Parents have wondered why it took so long to recognize the problem, when there had been complaints about Ms. Dufault.
In an interview, one parent recalled a French teacher who talked to students about his sex life. The school let him go after his first year of teaching there. But only one student complained; other students were reluctant to come forward.
“The mentality of the kids is bizarre,” said the parent, who did not want to be identified because of the sensitivity of the situation. “They didn’t want to get this guy in trouble.”
Students and parents said the same was true of Ms. Dufault and Sean M. Shaynak, the 44-year-old Brooklyn Technical High School teacher accused of pursuing seven girls, giving some of them alcohol and cigarettes, taking one to a nude beach and another to a sex club, sending them suggestive text messages and photos and having sex with two of them after they reached the legal age of consent. Both teachers were liked by students because their classes were easy and they acted more like friends than teachers.

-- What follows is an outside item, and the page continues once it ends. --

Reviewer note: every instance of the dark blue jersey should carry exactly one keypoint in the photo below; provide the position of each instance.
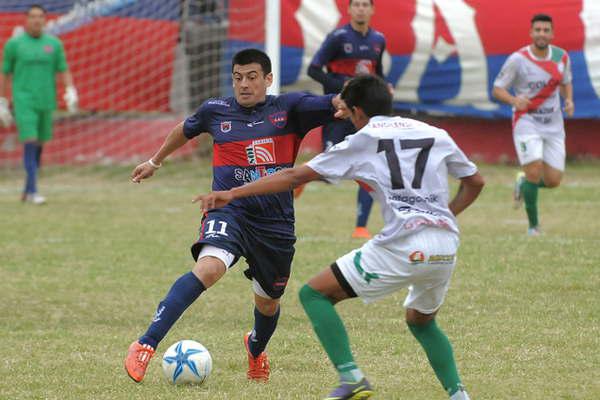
(346, 53)
(253, 142)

Social media has blurred that boundary, particularly for younger teachers and high school students.
“They grew up with cellphones attached to their hands or the Internet that was less a tool and more a place where they lived and worked and conversed,” said Sonja H. Trainor, senior staff attorney for the National School Boards Association. “They didn’t really have the same understanding of divisions between private and work life.”
Schools have sought policies to make those boundaries clearer, she said, but not always successfully. A judge ruled the Missouri statute too broad, because it would have blocked teachers from sites like Facebook, Twitter and even Gmail. The state then repealed it. Last year, the Texas Court of Criminal Appeals ruled that a statute banning sexually explicit online communication between adults and minors violated the First Amendment.
The school boards group is pushing the Supreme Court to take an online-speech case, Ms. Trainor said. Until then, she said, “we’re still figuring out the appropriate lines.”